От понимания этого снова подкатила тошнота, возвращая его в реальность и напоминая, что он, всё ещё незамеченный, находится в квартире брата и стоит перед необходимостью обозначить своё присутствие, не слишком напугать этим Питера, и ничем не выдать перед остальными… то… что нельзя было выдавать.
Господи, он даже назвать это никак не мог. Впрочем, и не стоило пытаться.
Единственное, в чём ему повезло – он первый увидел брата и успел собраться в единое, более или менее приличное целое до того, как тот обернулся к нему.
Оставаясь необнаруженным, но не имея сил произнести его имя, Нейтан, сделав несколько шагов внутрь комнаты, позвал Клер, и, вдоволь «насладившись» реакцией на него Питера, раскрыл для взволнованной дочери свои объятья.
Даже после вчерашнего он не собирался давать брату тонуть одному, хотя казалось очевидным, что по отдельности им удаётся справляться лучше.
Но не сейчас.
Не тогда, когда рядом два непричастных человека, надёжно удерживающих их от новых глупостей. Не тогда, когда захваченный врасплох, Питер замер взведённой пружиной, готовый сорваться на любую глупость.
Не давая усомниться в твёрдости своих намерений обрубить и прижечь этот нелепый, невозможный отросток их отношений – дать ухватиться за свой взгляд. Подарить брату столь нужную ему паузу, обняв и придержав при себе Клер.

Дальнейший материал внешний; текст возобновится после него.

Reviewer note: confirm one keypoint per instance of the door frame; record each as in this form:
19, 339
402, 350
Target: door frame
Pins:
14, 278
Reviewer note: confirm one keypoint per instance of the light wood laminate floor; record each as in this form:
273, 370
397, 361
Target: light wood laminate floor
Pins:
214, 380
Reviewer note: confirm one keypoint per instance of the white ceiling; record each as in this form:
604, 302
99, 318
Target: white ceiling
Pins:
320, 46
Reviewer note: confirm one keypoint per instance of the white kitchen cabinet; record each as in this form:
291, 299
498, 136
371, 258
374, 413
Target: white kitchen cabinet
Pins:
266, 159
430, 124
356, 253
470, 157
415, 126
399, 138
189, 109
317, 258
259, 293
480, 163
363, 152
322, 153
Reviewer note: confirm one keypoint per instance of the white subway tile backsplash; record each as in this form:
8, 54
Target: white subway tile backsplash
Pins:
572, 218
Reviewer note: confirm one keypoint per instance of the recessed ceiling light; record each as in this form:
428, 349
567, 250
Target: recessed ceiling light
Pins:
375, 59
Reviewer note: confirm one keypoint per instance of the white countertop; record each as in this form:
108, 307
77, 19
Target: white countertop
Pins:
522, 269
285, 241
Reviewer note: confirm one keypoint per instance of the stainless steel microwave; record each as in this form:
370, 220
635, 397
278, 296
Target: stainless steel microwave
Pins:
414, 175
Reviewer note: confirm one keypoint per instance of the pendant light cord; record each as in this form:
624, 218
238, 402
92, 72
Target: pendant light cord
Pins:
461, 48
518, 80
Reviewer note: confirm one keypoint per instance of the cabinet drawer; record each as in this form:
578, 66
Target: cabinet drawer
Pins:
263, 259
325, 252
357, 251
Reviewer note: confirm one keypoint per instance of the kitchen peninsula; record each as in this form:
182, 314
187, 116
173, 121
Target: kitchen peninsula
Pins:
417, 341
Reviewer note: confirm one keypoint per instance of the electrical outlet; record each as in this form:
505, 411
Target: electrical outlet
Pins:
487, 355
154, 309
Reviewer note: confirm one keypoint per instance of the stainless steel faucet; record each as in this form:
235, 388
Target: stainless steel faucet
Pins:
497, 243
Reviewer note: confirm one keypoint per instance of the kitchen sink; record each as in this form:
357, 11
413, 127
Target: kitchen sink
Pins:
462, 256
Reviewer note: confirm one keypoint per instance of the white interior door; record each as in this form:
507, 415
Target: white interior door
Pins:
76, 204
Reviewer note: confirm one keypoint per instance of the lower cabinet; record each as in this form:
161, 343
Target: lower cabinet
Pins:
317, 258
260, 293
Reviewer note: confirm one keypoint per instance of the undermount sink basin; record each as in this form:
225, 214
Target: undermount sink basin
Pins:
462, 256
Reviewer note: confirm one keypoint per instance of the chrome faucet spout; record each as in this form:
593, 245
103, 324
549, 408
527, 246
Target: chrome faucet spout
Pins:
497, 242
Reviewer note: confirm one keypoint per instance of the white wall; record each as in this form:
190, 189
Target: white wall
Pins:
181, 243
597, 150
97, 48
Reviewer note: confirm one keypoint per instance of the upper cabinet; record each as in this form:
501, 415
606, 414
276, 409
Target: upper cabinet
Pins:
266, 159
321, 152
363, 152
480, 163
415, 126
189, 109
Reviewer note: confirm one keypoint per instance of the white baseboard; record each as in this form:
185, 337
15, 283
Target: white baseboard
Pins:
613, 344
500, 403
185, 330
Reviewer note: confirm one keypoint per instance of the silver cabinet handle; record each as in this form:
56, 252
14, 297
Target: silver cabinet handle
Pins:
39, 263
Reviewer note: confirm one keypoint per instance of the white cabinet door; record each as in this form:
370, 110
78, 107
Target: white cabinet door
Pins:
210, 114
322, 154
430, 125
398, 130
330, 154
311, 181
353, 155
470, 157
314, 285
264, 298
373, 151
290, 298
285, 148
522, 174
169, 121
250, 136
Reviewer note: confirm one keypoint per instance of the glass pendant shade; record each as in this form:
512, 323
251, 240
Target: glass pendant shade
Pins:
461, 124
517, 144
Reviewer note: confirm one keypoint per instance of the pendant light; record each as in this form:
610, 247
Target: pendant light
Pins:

И, убедившись в том, что спасительные секунды использованы по назначению и на вчерашний день наложено взаимное, фактически согласованное табу, Нейтан позволил себе расслабиться, только сейчас поняв, что всё это время практически не дышал.
Вдыхая – по возможности незаметно для остальных.
Сглатывая противный мёрзлый комок.
Впуская в себя весь остальной необъятный мир: отмечая настороженность дочери при виде Трейси, относительный порядок в ещё недавно разгромленной квартире… И ссадины. У Питера. Сначала – на скуле, с левой стороны, затем – над правой бровью. Потом – на практически искромсанной руке. И дальше, на всём теле. И ещё…
И, кляня себя за слепоту, с каждой новой замеченной раной наполняясь растущим беспокойством, не то позволяя дочери отстраниться, не то сам высвобождаясь из её рук, забыв обо всех табу, прижиганиях и невозможностях, Нейтан, как заговорённый, двинулся к брату.
Очередное кошмарное дежа-вю.
Даже бессмертие Питера не подарило Нейтану абсолютного спокойствия за него.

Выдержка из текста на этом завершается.